Design: Cross-sectional.

Setting: Academic medical center.

Subjects: Patients admitted to five adult ICUs.

Interventions: None.

Measurements and main results: Acute Physiology and Chronic Health Evaluation IV manually entered elements were abstracted from a selection of charts (n = 41) by two clinician "raters" trained in Acute Physiology and Chronic Health Evaluation IV methodology. Rater agreement (%) was determined for each manually entered element, including Acute Physiology and Chronic Health Evaluation diagnosis, Glasgow Coma Scale score, admission source, chronic conditions, elective/emergency surgery, and ventilator use. Cohen's kappa (K) or intraclass correlation coefficient was calculated for nominal and continuous manually entered elements, respectively. The impacts of manually entered element choices on Acute Physiology and Chronic Health Evaluation IV mortality predictions were computed using published Acute Physiology and Chronic Health Evaluation IV equations, and observed to expected hospital mortality ratios were compared between rater groups.
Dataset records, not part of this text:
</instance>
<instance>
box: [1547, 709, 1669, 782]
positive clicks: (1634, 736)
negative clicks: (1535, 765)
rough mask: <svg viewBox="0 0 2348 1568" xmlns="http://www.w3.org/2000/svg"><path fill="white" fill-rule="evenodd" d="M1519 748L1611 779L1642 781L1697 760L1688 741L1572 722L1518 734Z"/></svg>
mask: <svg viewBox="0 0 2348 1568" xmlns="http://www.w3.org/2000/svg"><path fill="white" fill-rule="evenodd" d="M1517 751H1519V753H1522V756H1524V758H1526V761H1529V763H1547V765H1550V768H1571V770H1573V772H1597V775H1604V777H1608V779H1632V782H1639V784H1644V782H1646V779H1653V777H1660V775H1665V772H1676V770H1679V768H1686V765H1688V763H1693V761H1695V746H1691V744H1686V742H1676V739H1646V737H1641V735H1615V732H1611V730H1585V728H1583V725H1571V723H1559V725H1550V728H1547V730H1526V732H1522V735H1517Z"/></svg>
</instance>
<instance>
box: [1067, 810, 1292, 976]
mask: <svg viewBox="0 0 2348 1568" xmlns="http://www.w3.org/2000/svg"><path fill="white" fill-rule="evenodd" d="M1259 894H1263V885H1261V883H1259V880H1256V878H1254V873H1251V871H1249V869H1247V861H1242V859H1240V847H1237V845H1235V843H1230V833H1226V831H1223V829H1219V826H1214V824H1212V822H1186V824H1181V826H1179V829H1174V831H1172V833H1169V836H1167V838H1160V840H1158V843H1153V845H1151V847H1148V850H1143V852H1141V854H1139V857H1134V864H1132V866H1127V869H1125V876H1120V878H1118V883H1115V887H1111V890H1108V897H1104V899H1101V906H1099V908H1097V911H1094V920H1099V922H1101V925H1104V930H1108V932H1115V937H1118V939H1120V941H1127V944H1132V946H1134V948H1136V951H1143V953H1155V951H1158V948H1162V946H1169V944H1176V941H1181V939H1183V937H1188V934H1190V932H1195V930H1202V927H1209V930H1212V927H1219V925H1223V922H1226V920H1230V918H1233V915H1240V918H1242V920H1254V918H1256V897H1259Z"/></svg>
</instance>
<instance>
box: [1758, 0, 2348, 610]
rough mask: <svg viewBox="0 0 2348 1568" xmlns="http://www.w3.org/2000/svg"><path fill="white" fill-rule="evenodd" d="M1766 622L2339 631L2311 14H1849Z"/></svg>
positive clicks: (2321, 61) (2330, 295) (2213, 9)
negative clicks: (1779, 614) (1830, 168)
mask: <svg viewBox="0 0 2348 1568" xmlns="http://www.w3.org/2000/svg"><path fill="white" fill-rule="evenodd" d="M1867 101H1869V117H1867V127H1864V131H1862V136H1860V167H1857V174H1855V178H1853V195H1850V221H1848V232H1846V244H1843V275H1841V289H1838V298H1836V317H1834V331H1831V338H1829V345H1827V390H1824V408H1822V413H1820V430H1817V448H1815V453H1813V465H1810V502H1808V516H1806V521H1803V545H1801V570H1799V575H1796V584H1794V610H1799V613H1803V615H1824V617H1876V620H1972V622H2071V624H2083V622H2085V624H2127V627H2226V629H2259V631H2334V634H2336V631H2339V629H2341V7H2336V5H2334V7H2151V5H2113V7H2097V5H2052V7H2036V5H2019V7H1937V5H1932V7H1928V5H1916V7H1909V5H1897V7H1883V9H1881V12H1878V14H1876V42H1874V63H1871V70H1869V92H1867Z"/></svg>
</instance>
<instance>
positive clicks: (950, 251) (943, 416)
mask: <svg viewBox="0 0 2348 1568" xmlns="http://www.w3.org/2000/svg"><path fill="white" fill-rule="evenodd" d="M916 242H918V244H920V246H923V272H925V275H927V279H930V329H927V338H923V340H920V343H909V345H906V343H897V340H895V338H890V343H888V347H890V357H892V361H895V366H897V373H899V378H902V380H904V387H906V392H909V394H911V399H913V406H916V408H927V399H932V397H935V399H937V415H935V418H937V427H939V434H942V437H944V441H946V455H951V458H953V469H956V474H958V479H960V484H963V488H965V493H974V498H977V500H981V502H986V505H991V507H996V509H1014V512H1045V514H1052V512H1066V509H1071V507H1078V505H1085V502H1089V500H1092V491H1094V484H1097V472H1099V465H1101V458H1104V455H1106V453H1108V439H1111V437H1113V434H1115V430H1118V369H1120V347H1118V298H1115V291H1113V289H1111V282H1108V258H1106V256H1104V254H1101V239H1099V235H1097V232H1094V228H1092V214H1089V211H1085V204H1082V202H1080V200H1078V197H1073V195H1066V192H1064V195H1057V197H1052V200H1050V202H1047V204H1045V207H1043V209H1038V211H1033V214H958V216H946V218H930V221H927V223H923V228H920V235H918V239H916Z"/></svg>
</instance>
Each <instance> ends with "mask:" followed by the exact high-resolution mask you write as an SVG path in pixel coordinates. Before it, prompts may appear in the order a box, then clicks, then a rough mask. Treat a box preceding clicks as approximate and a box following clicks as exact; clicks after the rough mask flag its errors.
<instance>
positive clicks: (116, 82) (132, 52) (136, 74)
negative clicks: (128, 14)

The majority of manually entered element inconsistency was due to disagreement in choice of Glasgow Coma Scale (63.8% agreement, 0.83 intraclass correlation coefficient), Acute Physiology and Chronic Health Evaluation diagnosis (68.3% agreement, 0.67 kappa), and admission source (90.2% agreement, 0.85 kappa). The difference in predicted mortality between raters related to Glasgow Coma Scale disagreements was significant (observed to expected mortality ratios for Rater 1 [1.009] vs Rater 2 [1.134]; p < 0.05). Differences related to Acute Physiology and Chronic Health Evaluation diagnosis or admission source disagreements were negligible. The new "unable to score" choice for Glasgow Coma Scale was used for 18% of Glasgow Coma Scale measurements but accounted for 63% of "major" Glasgow Coma Scale disagreements, and 50% of the overall difference in Acute Physiology and Chronic Health Evaluation-predicted mortality between raters.

Conclusions: Inconsistent use among raters of the new "unable to score" choice for Glasgow Coma Scale introduced in Acute Physiology and Chronic Health Evaluation IV was responsible for important decreases in both Glasgow Coma Scale and Acute Physiology and Chronic Health Evaluation IV mortality prediction reliability in our study. A Glasgow Coma Scale algorithm we developed after the study to improve reliability related to use of this new "unable to score" choice is presented.

Keywords: Acute Physiology and Chronic Health Evaluation; Glasgow Coma Scale; hospital mortality; intensive care units; outcome assessment (healthcare); predictive scoring systems; reproducibility of results; statistical models; telemedicine/tele-intensive care unit.